The last couple of weeks has seen several reports of aphids infesting faba bean crops in northern NSW and southern Qld.

It is thought that these early infestations have resulted from the warm conditions that we have been experiencing and that the first lot of cold weather, preferably with a frost will kill most of them off.

There is an excellent article now available on the Qld DAFF ‘The Beat Sheet Blog” that talks about both aphids and armyworm in faba bean;

Whilst, there has been little to no work done on the effects of aphids in faba bean at this time of the year in the northern region the following points have been pulled together after several discussions with the key plays.

Thanks to Joop van Leur – NSW DPI and Melina Miles Qld DAFF.

Direct feeding damage;

· The risk of significant crop damage by direct feeding is considered to be low, especially in rapidly growing crops.

Virus transmission;

This is were it gets very murky with such little experience

· Faba bean is commonly infected with BLRV and BYMV viruses, which can reduce yields if infection occurs during the seedling stages.

· Remember that not every aphid is necessarily carrying virus, infected plants tend to show symptoms around 10-14 days after infection.

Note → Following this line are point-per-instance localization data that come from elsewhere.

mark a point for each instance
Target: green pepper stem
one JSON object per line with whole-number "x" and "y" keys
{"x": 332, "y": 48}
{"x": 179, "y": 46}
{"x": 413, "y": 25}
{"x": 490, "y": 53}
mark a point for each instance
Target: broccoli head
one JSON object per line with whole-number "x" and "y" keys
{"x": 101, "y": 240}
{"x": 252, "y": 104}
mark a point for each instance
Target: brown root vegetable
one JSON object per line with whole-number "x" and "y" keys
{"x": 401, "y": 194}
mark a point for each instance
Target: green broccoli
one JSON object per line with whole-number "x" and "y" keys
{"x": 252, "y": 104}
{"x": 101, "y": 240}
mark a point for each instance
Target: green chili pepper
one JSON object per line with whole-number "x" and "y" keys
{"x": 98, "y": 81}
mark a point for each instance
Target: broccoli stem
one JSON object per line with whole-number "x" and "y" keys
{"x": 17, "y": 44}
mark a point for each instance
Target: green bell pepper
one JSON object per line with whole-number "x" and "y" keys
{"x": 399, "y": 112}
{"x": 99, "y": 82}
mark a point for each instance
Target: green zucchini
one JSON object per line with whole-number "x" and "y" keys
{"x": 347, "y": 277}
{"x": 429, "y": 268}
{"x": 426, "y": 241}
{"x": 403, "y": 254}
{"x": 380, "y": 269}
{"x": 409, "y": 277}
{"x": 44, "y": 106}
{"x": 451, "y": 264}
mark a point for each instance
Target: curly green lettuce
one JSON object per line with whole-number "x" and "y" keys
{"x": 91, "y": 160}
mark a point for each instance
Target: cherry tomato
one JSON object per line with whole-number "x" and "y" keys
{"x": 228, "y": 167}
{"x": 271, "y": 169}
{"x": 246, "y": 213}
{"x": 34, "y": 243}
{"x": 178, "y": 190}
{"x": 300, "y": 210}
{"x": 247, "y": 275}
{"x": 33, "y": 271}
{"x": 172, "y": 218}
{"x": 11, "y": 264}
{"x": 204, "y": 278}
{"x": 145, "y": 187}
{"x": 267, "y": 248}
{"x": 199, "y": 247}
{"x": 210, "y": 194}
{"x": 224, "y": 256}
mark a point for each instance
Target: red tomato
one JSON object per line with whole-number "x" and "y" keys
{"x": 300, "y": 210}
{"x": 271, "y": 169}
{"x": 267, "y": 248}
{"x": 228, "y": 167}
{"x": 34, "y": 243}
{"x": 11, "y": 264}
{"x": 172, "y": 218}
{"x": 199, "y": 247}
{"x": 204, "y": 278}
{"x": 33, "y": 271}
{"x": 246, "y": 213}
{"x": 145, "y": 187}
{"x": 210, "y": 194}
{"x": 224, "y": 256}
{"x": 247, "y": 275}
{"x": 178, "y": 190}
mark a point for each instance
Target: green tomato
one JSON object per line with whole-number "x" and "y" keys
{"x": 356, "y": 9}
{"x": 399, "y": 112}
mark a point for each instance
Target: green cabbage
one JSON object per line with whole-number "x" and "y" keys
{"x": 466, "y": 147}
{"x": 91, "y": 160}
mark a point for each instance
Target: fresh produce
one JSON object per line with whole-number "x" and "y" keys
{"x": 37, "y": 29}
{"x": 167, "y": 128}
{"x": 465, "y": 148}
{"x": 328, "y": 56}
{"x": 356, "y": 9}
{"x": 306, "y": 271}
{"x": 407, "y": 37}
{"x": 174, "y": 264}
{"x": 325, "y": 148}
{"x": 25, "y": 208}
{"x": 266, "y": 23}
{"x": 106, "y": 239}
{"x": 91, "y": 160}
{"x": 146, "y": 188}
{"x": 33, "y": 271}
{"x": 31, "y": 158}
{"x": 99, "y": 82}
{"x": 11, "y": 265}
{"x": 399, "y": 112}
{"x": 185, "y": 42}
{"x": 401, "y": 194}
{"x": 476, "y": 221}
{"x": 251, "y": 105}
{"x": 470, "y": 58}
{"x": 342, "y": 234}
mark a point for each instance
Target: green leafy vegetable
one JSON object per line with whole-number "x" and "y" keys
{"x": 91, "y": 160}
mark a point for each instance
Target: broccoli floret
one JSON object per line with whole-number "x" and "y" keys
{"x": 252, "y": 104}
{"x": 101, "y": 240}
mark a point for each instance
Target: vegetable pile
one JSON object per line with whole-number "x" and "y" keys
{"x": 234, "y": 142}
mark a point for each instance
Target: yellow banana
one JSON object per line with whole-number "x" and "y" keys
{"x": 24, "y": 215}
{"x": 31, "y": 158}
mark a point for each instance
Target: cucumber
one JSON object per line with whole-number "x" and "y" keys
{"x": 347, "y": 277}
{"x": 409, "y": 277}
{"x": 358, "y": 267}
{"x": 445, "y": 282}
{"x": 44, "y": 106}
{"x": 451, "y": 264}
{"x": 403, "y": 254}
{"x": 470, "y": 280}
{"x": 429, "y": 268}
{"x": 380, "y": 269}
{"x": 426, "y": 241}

· PBA Warda has a higher level of tolerance to BLRV than older varieties, but is not completely resistant.

· Once plants are infected with virus, they will remain infected and act as a source of infection during the spring.

So what should we be doing, spray or not to spray??

As always this decision needs to be made on a case by case basis and some of the things to consider include;

· Take note of the pattern of aphid infestation in a field. Is it confined to the field margins, or is it more widespread across the field, perhaps   originating from broadleaf weeds.

· What is the level of natural enemy activity including ladybeetles, hoverflies,  lacewings, predatory bugs and parasitoid wasps.

· As the weather cools, the aphid population growth will slow. Whether the aphid populations die out completely during winter, or survive at low levels to build again in spring is unknown.

Regardless of the management strategies that you employ now, close monitoring will be needed in spring to determine the level of virus infected plants within a crop and the level of spring aphid activity, when appropriate management actions may be need to prevent secondary infection and spread of virus within the crop.